PSIKOLOGI TAQWA
Menghadirkan Diri Hati Dan Jiwa Muttaqien
[Ust. Dr. Yuzarion, S.Ag., S.Psi., M.Si.]*
Idul Adha merupakan momen agung dalam Islam yang mengandung dimensi spiritual mendalam: pelaksanaan ibadah haji, shalat Idul Adha, dan ibadah qurban.
Namun dewasa ini, nilai qurban mulai mengalami pergeseran; dari pengorbanan spiritual menjadi seremoni sosial yang kerap berujung pada ‘pesta bagi-bagi daging’.
Padahal, dalam Surah Al-Kautsar ayat 1-2, Allah Swt menegaskan pentingnya qurban sebagai bentuk rasa syukur atas nikmat-Nya:
“Maka dirikanlah shalat karena Tuhanmu dan berqurbanlah.” Qurban bukan semata ritual fisik, melainkan wujud pengabdian, ketundukan, dan latihan melepaskan ego duniawi.
Dengan berqurban, seseorang membangun kesadaran sosial, empati terhadap sesama, serta spiritualitas yang mendalam.
Rasulullah Saw memberikan teladan luhur dalam berqurban. Beliau hanya mengambil sedikit untuk dikonsumsi sepotong hati, selebihnya disedekahkan kepada fakir miskin.
Bahkan beliau melarang memberi bagian qurban kepada penyembelih sebagai upah. Ini menunjukkan bahwa inti qurban bukan pada dagingnya, melainkan pada keikhlasan dan taqwa.

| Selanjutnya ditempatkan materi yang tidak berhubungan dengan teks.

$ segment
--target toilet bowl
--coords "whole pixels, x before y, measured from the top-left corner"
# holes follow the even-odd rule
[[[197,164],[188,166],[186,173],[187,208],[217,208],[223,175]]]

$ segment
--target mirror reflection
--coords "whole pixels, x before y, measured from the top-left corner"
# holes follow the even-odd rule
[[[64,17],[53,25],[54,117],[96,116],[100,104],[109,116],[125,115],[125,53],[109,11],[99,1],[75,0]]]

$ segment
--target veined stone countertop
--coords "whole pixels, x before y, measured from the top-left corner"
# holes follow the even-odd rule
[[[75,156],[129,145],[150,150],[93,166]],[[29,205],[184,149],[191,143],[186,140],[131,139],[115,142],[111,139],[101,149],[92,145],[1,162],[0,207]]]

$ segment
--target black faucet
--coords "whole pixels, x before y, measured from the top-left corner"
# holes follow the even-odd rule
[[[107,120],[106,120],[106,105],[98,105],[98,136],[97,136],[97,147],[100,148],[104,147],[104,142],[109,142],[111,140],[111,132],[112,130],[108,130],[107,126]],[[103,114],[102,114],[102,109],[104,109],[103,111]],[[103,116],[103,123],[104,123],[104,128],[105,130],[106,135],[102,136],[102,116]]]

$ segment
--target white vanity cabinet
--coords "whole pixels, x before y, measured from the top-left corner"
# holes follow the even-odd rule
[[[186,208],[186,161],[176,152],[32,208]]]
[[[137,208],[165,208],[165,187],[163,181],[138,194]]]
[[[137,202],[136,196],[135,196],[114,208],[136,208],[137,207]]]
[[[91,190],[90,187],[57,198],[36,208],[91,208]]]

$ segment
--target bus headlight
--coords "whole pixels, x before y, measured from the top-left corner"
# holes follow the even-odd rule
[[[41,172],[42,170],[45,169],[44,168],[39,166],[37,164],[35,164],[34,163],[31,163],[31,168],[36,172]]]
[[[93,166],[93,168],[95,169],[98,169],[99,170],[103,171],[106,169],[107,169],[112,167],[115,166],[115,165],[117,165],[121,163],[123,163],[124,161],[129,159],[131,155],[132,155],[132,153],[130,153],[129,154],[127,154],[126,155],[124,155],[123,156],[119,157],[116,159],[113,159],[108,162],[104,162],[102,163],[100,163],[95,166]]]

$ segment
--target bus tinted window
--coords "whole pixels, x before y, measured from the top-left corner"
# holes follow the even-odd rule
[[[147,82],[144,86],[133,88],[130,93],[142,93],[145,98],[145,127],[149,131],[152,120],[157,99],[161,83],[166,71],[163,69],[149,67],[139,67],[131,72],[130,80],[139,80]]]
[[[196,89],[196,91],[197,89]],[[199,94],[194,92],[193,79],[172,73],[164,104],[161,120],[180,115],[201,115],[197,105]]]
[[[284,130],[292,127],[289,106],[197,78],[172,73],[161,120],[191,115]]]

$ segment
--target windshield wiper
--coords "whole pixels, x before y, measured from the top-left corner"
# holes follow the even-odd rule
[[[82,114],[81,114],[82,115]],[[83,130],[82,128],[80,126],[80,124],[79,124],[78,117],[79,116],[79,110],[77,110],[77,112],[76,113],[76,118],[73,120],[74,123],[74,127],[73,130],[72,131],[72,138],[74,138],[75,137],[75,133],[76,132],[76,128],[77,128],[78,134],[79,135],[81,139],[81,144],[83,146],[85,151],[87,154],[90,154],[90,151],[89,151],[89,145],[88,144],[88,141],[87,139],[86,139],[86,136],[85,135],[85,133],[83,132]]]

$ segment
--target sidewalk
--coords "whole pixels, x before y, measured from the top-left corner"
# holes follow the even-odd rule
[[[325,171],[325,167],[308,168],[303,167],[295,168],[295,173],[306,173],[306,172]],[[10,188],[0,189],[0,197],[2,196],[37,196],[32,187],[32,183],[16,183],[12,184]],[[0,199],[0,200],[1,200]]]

Sebagaimana ditegaskan dalam QS. Al-Hajj ayat 37, “Daging-daging unta dan darahnya itu sekali-kali tidak dapat mencapai (keridhaan) Allah Swt, tetapi ketaqwaan dari kamulah yang dapat mencapainya.”
Idul Adha momentum meraih ridha dan keberkahan-Nya bukan melalui pesta daging, tapi lewat keikhlasan berbagi dan ketundukan kepada-Nya.
Filosofi ikhlas tercermin dalam Surat Al-Ikhlas: meski kata "ikhlas" tak disebut, maknanya meresap dalam keesaan dan ketulusan mengabdi hanya kepada Allah Swt.
Seperti buang hajat yang tuntas, ikhlas berarti melepaskan beban hati tanpa penyesalan, tenang, damai, dan benar-benar selesai, hanya berharap Ridha Allah Swt.
Maguwoharjo, Sleman DI Yogayakarta
Tanggal 25 Dzulqaidah 1446 H/ 24 Mei 2025 H.